Gustavo Gimeno © Marco Borggreve
Gustavo Gimeno
© Marco Borggreve

Blossom audiences were transported to the Iberian Peninsula from the opening, a raucous account of Ravel’s Alborada del gracioso. Beginning unassumingly in the pizzicato strings, the primary themes were finely presented in the winds and the orchestra quickly swelled to great vigor, the castanets adding a quintessentially Spanish shading. A mysterious central section offered some contrast and did little to detract from the overall kinetic energy Gimeno brought forth.

The balance of the first half was filled by Lalo’s Cello Concerto in D minor, shifting the spotlight to soloist Johannes Moser. After a declamatory introduction in the orchestra, Moser’s dark-hued entrance was grounded in the cello's low register, and he maintained an intensely lyrical tone even while sailing through the rapid scales and other technical demands of the movement. Mournful strings opened the central slow movement, and Moser’s lines were equally elegiac, displaying the beauty of his instrument. A quicksilver scherzo of sorts was subsumed within the movement, giving the work a larger, nearly symphony dimension, and perhaps echoing what Tchaikovsky did in the analogous movement of his First Piano Concerto, written just one year prior. Beginning with a stately monologue in the cello over a drone (as indeed, all movements in this concerto began slowly), the finale accelerated in due course towards a lively and spirited conclusion.

Following intermission, Gimeno turned attention to suites from two particularly colorful ballet scores. Instead of Falla’s orchestral version of El amor brujo, Gimeno offered his own suite of some seven excerpts, slightly and thoughtfully reordered, and compacted to about fifteen minutes. While much of works’ essential character and important moments were nonetheless preserved, it still felt a bit too cut-and-paste, and one wished more ambitious programming allowed for the longer work as envisioned by the composer.

Still, this did little to detract from the orchestra’s unmistakably Spanish playing, apparent from the first bars of the boisterous “Introducción y Escena”. In contrast to the score’s orchestral brilliance, the harp and piano added some darker colorings to “En la cueva", while “Danza del terror” was marked by the virtuosity of rapidly repeated notes in the trumpet. “Pantomima” began in a brassy rambunctiousness that was later distilled to graceful solo passages from principal cello Mark Kosower and concertmaster Peter Otto. For maximum audience impact, Gimeno’s suite aptly closed with the durable “Danza ritual del fuego”, and a sinewy oboe line from Frank Rosenwein built matters to a conclusion clearly calculated to pack a punch.

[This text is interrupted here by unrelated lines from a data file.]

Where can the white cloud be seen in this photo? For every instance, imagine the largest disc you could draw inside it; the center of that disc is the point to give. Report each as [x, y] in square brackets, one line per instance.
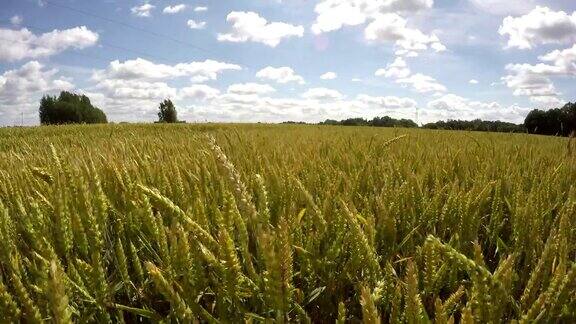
[508, 7]
[322, 94]
[145, 70]
[397, 69]
[393, 28]
[334, 14]
[249, 26]
[250, 89]
[144, 10]
[540, 26]
[24, 44]
[22, 88]
[198, 91]
[535, 81]
[135, 89]
[196, 25]
[385, 24]
[422, 83]
[329, 76]
[174, 9]
[563, 60]
[280, 75]
[16, 20]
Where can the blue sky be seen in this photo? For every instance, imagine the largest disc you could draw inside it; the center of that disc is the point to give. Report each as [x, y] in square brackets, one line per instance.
[278, 60]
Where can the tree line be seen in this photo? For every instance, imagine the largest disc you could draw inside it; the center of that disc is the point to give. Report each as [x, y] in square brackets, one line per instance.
[375, 122]
[70, 108]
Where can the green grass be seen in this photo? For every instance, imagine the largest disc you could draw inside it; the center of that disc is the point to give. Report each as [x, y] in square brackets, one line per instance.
[238, 223]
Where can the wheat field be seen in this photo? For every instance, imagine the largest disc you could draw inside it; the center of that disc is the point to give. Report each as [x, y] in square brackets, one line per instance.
[283, 223]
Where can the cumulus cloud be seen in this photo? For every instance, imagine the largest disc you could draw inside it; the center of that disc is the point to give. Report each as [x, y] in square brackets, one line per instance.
[281, 75]
[174, 9]
[24, 44]
[322, 94]
[16, 20]
[193, 24]
[143, 69]
[21, 89]
[329, 76]
[335, 14]
[385, 23]
[135, 89]
[393, 28]
[508, 7]
[422, 83]
[540, 26]
[144, 10]
[250, 89]
[397, 69]
[198, 91]
[534, 81]
[249, 26]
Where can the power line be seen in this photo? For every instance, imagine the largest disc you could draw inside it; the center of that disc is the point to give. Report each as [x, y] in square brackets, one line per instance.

Another work deeply steeped in folklore, this time from the other end of the European continent, closed the program, namely, Stravinsky’s Firebird, presented in its familiar 1919 suite. Ominously beginning in the low strings, the weight of the brass hinted early on at the work’s massive scale. The more lively “Dance of the Firebird” vividly brought to life the fluttering of the titular avian, while “Round Dance of the Princesses” exuded an ineffably sweet innocence in the winds. “Infernal Dance of Kashcheï” began abruptly and was given with a menacing intensity and some particularly impressive playing in the percussion (a section to which Gimeno was perhaps able to offer a unique insight, having previously served as principal percussionist of the Royal Concertgebouw Orchestra for over decade). A much-needed respite was found in the “Berceuse”, with a meandering line in the bassoon grounded by the harp’s ostinato. The music became barely audible until the mellifluous horn solo emerged from the ashes, signaling the finale’s glorious rebirth, shimmering and radiant.